("The Big Bang Theory")
A gente às vezes critica um determinado tipo de criação dizendo que ele é formulaico, ou seja, que ali não existe criatividade mesmo, não existe inspiração, existe apenas a aplicação de uma fórmula pré-existente.
Tudo bem, mas deixando isso de lado podemos considerar
também que a aplicação de uma fórmula também requer criatividade e inspiração.
É como cozinhar. Você vai preparar um “filé ao molho gorgonzola com recheio de
legumes flambados ao mel”. No livro tem a receita, ou seja, a fórmula. Basta
seguir ao pé da letra o que está escrito? Em princípio sim, mas para o prato
ficar bom é preciso que entre no preparo aquela coisa indefinível que a gente
chama “a mão da cozinheira” ou “o toque pessoal do chef”. Que é uma forma de
criação. Para além da fórmula.
Noah Charney é um escritor e roteirista norte-americano
morando na Eslovênia (em 2014), e que recebeu uma encomenda da TV da Croácia
para escrever um sitcom. Certamente naqueles países eles pensam que todo
francês sabe cozinhar, todo brasileiro toca cuíca e todo norte-americano sabe
escrever um sitcom.
“Sitcom” é a abreviatura de “situation comedy”, comédia
de situações, aquela série infindável de historietas envolvendo sempre o mesmo
grupo de personagens.
Noah sentou o pau a estudar os sitcoms disponíveis e
chegou a uma fórmula que, segundo ele, está presente em todos os sitcoms de
sucesso. Coloco aqui abaixo o link para o artigo onde ele esmiúça essas coisas
com mais detalhes.
Para ele, um episódio de sitcom, qualquer um, tem tipicamente
22 minutos, com um roteiro de 25-40 páginas.

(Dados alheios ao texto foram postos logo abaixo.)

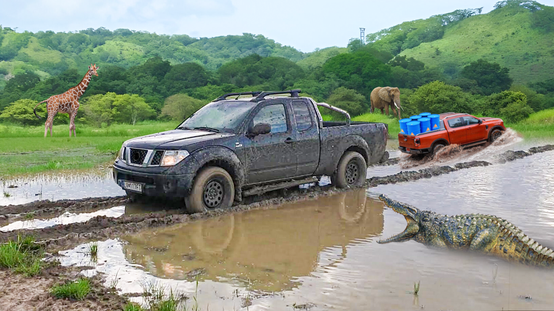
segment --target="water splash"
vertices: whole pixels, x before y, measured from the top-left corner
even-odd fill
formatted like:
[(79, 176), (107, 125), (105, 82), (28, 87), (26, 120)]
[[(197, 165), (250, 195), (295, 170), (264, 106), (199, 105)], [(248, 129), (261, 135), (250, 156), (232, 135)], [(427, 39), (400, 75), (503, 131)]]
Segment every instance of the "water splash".
[(465, 149), (458, 144), (453, 144), (441, 149), (434, 156), (428, 154), (419, 159), (412, 155), (403, 153), (398, 165), (403, 169), (407, 169), (415, 167), (445, 165), (460, 162), (484, 160), (497, 154), (500, 149), (522, 141), (521, 134), (509, 128), (492, 143), (487, 142)]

São dois atos curtos, um no começo e outro no fim, e três
atos principais, divididos por dois breaks, com 3-5 cenas por ato, e ele os
nomeia assim:
1) A
Isca (“The Teaser”) (minutos 1-3)
2) O
Problema (“The Trouble”) (minutos 3-8)
3) A
Embrulhada (“The Muddle”) (minutos 8-13)
4) O
Triunfo/Fracasso (“The Triumph/Failure”) (minutos 13-18)
5) A
Resolução (“The Kicker”) (minutos 19-21)
A parte 1, a Isca, prepara o conflito enquanto faz uma
breve reapresentação dos personagens, porque embora o sitcom seja o império do
Nada Se Transforma, sempre há novos espectadores que precisam entender quem é
quem naquela história, e como se comporta cada um.

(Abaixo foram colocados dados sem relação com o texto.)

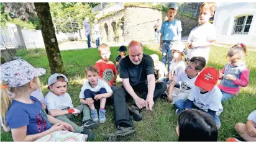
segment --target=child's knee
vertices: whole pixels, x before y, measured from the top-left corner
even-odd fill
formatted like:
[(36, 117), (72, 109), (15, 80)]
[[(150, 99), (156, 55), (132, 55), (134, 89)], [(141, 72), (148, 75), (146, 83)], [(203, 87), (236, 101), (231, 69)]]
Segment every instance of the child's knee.
[(85, 90), (83, 94), (85, 95), (85, 99), (90, 98), (93, 96), (93, 92), (91, 92), (90, 89)]
[(244, 130), (246, 130), (245, 124), (242, 123), (238, 123), (235, 124), (235, 129), (237, 132), (242, 132), (244, 131)]
[(107, 93), (107, 90), (105, 88), (99, 89), (99, 94)]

A parte 2, o Problema, introduz a aventura daquela noite.
Um sitcom bem sucedido é aquele que consegue, durante anos a fio, bolar
situações novas, problemas, aventuras, surpresas, que permitam aos personagens
exibir seus recursos de esperteza, além de experimentar novos conflitos, etc.
A parte 3, a Embrulhada, vem complicar ainda mais as
coisas, e aqui aparece a necessidade de uma sub-trama, uma história B que corre
em paralelo com a história A, para que a narrativa possa saltar de uma para
outra, o que dá mais dinamismo.
A parte 4, o Triunfo ou Fracasso, mostra como os
personagens conseguem ou não conseguem resolver o problema inicial da parte 2 e
as embrulhadas surgidas na parte 3.
A parte 5, a Despedida, é um encerramento, uma “coda”
musical. O clímax propriamente dito é na parte 4, mas uma narrativa deste tipo
não se encerra num clímax: é preciso que haja aquela cenazinha em que, depois
que tudo acabou, os personagens se reúnem novamente naquele clima de “ufa,
ainda bem”. O diálogo dá informações necessárias à amarração final das pontas
soltas, tudo termina com uma piada e imagem congelada, ou então com o prenúncio
de um novo episódio.
Isso funciona? Claro que funciona, desde desenhos
animados como Os Simpsons até
comédias urbanas como Friends ou Seinfeld.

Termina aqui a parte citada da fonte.